The "broom type" collection tool also provides an adequate specimen, but it must be rotated five times circumferentially around the cervix to collect the specimen, and adequate endocervical cells may not be collected in postmenopausal patients or in patients with cervical stenosis.
As specialists in preventative care, primary clinicians, with the screening and education they provide, are a critical part of cancer surveillance.
While no screening test or algorithm can prevent all cases of cervical cancer, appropriate screening using the current guidelines has the potential to prevent most cervical cancers and reduce what was formerly the #1 cancer killer of women to an extremely rare occurrence.
Two providers, one test
Two different caregivers both responsible for a critical screening can, however, lead to confusion. Guidelines for administering the test change frequently. Patients are not always sure when their last Pap test was, or what the results were.
For PCPs, it can be hard to know when it is appropriate to send a patient from primary care to an OB/GYN for specialty follow-up. Better safe than sorry is a well-meaning strategy in medicine, but it can lead to more tests, expense, discomfort and anxiety.
Being confident in understanding the current guidelines and having access to inter-disciplinary support is the answer to this conundrum.
In the interest of empowering PCPs to confidently and safely provide preventive care to women, below are algorithms from the American College of Obstetricians and Gynecologists detailing when to test patients, and, once the results are received, how to interpret whether the patient needs referral to and OB/GYN.
Screening guidelines have evolved over the years, from annual Pap smears in all reproductive age women to the current guidelines which were released in 2012.
- No cervical cancer screening for women under the age of 21
- For women age 21 to 30, pap tests every 3 years with no HPV contesting
- For women age 31 to 65, pap tests with HPV (high risk, oncogenic subtypes only) contesting every 5 years or Pap tests without co-testing every 3 years
- Women over the age of 65 can stop having pap test, provided that they have adequate negative prior screening tests and no history of CIN 2 or higher
Adequate negative prior screening results are defined as three consecutive negative cytology results or two consecutive negative HPV co-test results within the previous 10 years, with the most recent test being performed within the past five years.
Women with a history of CIN 2, CIN 3, or adenocarcinoma in situ should continue screening for a total of 20 years after the initial diagnosis and successful treatment.

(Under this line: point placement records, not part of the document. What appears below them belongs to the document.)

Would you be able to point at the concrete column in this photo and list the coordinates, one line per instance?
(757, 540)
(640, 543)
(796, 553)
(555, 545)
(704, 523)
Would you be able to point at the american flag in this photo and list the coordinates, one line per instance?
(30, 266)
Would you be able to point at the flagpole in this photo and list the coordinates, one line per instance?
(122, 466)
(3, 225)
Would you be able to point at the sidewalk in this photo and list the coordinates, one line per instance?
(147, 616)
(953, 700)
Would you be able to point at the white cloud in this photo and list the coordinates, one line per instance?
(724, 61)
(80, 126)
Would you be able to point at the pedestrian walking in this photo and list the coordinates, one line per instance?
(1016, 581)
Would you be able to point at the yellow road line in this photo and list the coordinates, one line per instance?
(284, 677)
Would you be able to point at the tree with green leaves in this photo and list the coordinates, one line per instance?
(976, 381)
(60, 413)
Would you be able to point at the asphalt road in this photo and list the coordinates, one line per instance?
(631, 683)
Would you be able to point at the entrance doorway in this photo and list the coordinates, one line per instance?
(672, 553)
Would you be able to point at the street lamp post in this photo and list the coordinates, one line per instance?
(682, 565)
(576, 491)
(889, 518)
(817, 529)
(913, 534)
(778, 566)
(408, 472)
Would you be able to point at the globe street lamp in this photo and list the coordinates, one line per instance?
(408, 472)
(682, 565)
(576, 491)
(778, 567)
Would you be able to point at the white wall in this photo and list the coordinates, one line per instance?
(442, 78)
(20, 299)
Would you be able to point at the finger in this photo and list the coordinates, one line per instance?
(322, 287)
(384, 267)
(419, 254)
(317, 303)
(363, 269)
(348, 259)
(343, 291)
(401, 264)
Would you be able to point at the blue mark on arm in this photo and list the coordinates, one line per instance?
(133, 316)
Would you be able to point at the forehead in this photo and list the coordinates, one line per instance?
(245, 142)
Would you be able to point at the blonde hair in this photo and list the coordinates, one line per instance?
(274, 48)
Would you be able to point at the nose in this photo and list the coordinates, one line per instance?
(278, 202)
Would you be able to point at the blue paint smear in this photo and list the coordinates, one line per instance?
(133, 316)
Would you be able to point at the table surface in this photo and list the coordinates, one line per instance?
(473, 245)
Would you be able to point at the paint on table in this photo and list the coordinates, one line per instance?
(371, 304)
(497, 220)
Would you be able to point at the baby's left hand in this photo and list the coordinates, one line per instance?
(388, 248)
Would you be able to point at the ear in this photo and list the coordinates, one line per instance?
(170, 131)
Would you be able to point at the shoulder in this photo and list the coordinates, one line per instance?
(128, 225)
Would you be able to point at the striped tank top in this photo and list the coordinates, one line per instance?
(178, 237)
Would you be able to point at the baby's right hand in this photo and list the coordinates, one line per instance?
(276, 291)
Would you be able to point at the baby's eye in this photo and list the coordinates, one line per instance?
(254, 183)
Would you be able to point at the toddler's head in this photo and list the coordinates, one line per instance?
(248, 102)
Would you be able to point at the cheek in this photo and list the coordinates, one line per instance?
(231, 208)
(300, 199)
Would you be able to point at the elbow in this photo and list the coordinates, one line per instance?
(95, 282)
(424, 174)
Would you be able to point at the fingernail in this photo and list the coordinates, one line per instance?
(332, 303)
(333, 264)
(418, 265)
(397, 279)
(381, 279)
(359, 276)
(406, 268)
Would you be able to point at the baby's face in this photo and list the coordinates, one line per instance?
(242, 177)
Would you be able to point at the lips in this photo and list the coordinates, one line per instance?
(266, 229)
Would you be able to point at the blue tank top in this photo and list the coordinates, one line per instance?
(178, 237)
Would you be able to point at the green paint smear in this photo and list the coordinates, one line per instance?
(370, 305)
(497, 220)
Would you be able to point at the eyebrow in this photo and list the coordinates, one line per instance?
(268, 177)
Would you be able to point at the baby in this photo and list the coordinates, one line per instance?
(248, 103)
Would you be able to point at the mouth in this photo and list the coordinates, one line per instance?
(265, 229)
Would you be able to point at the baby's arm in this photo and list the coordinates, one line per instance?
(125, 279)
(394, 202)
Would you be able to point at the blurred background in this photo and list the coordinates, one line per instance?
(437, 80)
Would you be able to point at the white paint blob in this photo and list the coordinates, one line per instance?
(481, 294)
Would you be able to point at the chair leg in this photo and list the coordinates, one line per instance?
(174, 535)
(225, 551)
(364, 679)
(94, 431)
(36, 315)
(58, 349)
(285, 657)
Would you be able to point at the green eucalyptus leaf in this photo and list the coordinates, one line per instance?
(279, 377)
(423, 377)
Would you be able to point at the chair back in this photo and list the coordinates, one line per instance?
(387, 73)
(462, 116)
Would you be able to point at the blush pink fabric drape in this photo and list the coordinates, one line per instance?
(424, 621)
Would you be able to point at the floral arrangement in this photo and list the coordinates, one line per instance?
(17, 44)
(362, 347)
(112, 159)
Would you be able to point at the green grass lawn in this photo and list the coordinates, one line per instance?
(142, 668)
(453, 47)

- Women who have had a total hysterectomy, with complete removal of the cervix, and who have no history of CIN 2 or higher can discontinue cervical cancer screening.
Women who have undergone total hysterectomy and have a history of CIN 2 or higher, or cervical cancer, should continue screening for a period of 20 years after successful treatment of their CIN 2, 3, or cancer.
- Women who have undergone a supracervical hysterectomy should continue routine screening according to the 2012 guidelines.
Important exceptions/high risk groups:
- Immunocompromised women should have more frequent cervical cancer screening than the general population.
- HIV-infected women should initiate pap testing within one year of the onset of sexual activity or by age 21 at the latest. These patients should have Pap testing only every year until they have three consecutive negative tests. After three negative tests, the screening can continue every three years.
No HPV contesting is recommended under the age of 30. HIV-infected women over the age of 30 should have a Pap with HPV contesting, and if both are negative, they should continue Pap with HPV contesting every three years for the rest of their lives.
- Immunocompromised patients (such as those who have received solid organ transplants), should be screened the same as HIV-infected patients.
For all results of lesions graded low-grade squamous interepithelial lesion (LSIL) and higher, a referral to an OB/GYN is appropriate and preferred.
Collaboration between PCPs who are providing well-woman care with their colleagues in the women’s health and reproductive specialties should be encouraged. Screening tests like the Pap test are of great importance and guidelines for administration and result follow-up change often.
By working closely with one another, PCPs and specialists can be more confident in our recommendations, reduce duplication of care, and better care for patients.